Technologies might be different in the future. It might be like trying to increase the reliability of the Boeing 787′s jet engines while only having access to WWII-era propeller planes.
Safety methodologies as you scale up even if the technology remains the same.
When generalization has say a 25% chance of not working every generation, you need to empirically verify it works on frontier models, or the EV of your research is cut by 25%.
If we won a pause in the first place, it’s more likely we’ll be able to permanently implement a careful scaling regime where all models are extensively tested during training and before deployment
Plausible to me, yes. But my experience with frontier models is that it’s possible-but-hard to prompt them into the kind of work I think is relevant. Perhaps that’s good enough to make your point hold, though. It does weaken my original argument if this line is correct.

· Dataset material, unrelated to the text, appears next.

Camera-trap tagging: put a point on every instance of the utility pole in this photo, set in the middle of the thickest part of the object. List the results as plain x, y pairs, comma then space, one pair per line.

If you’re doing work that isn’t guaranteed to work for any future approach, you’re not doing work that can possibly be durable. At some point in some deployment of some model, the derivative of intelligence has spikes large enough to go through the safety barriers in a way that produces an adversarial glider. That adversarial glider can potentially come up with the least-convenient new technique. You need to be durable in the face of that, which means somehow being sure that you can detect those potential gliders before, and ideally also after, they happen.
To put it another way, what I’m trying to know is whether the thing you’re describing—incrementally doing control work in tandem with capability growth—is qualitatively a durable thing to be doing. That’s what I want a pause to figure out. The kind of work you’re describing is object-level to the kind of work I think needs to be done. Qualitatively, how do you design, in 1930, an aircraft research program that can be known ahead of time to not ever produce a fatality, given that you know you don’t know all the relevant dynamics?
I don’t know how to parse this line.
Tell me how you’re going to make the probability of generalization failure quickly asymptote to 0 and I’ll be happy, even if your answer is a description of an ongoing maintenance research program, as long as you can tell me why that research program produces an asymptote to zero. It’s okay if it takes multiple rounds and involves frontier models, it’s okay if it involves ongoing maintenance, but it’s not okay if the meta level of “will my ongoing maintenance become reliable?” is itself an ongoing question.
Agreed. I want to know how to be sure we’re in that regime. That’s what I would call “solving” the alignment problem. Once we can know whether we’re in that regime, I would feel much less at-risk. Right now it looks like we don’t even know what the full list of requirements for that regime are, though we’re a lot closer to knowing than we were even a year ago. I’m hopeful that it can be done.
But if we never can identify reliable meta-level safety principles that have appropriate conditionals so that, if their safeguards ever stop applying, the response is to reliably automatically pause until new safety principles are identified, then I can never feel fully comfortable.
Incidentally, this feels like as fine a time as any to mention I still think scale-down experiments are a critical test bed for all scale-up safety principles.